Catania: stupro e ipocrisie

Una diciannovenne americana viene stuprata a Catania da tre ragazzi. Il mainstream locale e nazionale si buttano a capofitto sulla notizia, riportando come la ragazza vittima dell’abuso sessuale abbia chiamato disperatamente il 112 – venendo bloccata dai suoi aggressori – e anche un suo amico – venendo bellamente ignorata.
Come ben sappiamo, il linguaggio giornalistico è spettacolarizzato e sensazionalistico in modo da vendere meglio il prodotto scritto, ottenere visualizzazioni sulle piattaforme virtuali e scatenare una serie di reazioni da parte dell’utenza.

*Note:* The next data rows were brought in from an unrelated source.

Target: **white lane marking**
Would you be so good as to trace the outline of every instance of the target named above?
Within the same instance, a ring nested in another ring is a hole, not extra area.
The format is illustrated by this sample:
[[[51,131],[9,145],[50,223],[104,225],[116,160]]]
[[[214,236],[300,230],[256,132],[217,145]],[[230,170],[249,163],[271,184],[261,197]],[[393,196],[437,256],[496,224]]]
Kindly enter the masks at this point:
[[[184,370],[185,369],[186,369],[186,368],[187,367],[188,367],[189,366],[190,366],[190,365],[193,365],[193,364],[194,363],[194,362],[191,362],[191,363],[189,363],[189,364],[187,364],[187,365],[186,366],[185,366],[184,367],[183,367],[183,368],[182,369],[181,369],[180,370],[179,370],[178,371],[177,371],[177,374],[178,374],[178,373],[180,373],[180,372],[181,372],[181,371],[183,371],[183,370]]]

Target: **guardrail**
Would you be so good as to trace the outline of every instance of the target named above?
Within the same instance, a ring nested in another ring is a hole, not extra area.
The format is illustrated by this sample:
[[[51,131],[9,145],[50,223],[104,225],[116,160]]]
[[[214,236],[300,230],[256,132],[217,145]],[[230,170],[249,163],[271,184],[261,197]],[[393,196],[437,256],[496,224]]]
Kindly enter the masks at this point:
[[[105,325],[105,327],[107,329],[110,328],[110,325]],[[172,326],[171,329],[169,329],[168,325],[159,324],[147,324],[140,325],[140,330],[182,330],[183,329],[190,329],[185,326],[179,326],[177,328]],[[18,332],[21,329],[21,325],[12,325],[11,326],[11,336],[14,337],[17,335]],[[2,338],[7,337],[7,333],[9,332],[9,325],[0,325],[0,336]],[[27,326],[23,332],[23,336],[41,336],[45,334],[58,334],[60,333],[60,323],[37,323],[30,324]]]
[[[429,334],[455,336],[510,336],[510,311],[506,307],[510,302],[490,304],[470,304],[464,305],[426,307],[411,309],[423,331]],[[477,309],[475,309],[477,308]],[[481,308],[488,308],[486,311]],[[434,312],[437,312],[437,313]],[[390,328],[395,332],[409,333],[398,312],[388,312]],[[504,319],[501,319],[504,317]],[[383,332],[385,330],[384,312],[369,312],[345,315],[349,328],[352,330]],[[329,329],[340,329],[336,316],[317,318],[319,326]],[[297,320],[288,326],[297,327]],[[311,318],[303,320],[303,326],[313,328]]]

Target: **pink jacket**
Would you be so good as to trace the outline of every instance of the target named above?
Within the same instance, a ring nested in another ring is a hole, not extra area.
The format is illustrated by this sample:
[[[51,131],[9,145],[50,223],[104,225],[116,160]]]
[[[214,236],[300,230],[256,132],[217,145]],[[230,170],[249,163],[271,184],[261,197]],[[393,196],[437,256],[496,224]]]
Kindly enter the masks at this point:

Vendere, controllare e monitorare le sensazioni: il linguaggio giornalistico non è altro che una delle tante forme del linguaggio del dominio.
Nel caso della ragazza stuprata, le istituzioni, il giornalismo e la sua utenza presentano costei come vittima (un essere impotente, passiva, debole e da compatire) e l’atto subito (lo stupro) come un’eccezione in un luogo (Catania) considerato civile.
Le parole usate sono pregne di violenza (sessuale, sociale e culturale), atte a giustificare una protezione verso le donne (in realtà controllarle e dominarle) ed evitare il problema: il patriarcato.
Come rappresentazione del potere, il patriarcato eleva il potere maschile/dell’uomo come assoluto e considera la donna e altre individualità (omosessuali, lesbiche, transessuali, transgender, intersex, queer, migranti etc) degli esseri inferiori, buoni per procreare e lavori di cura (le donne), curare tempestivamente (omosessuali, lesbiche e (chirurgicamente) intersex) e/o da trattare come male assoluto (transessuali, transgender, queer e migranti).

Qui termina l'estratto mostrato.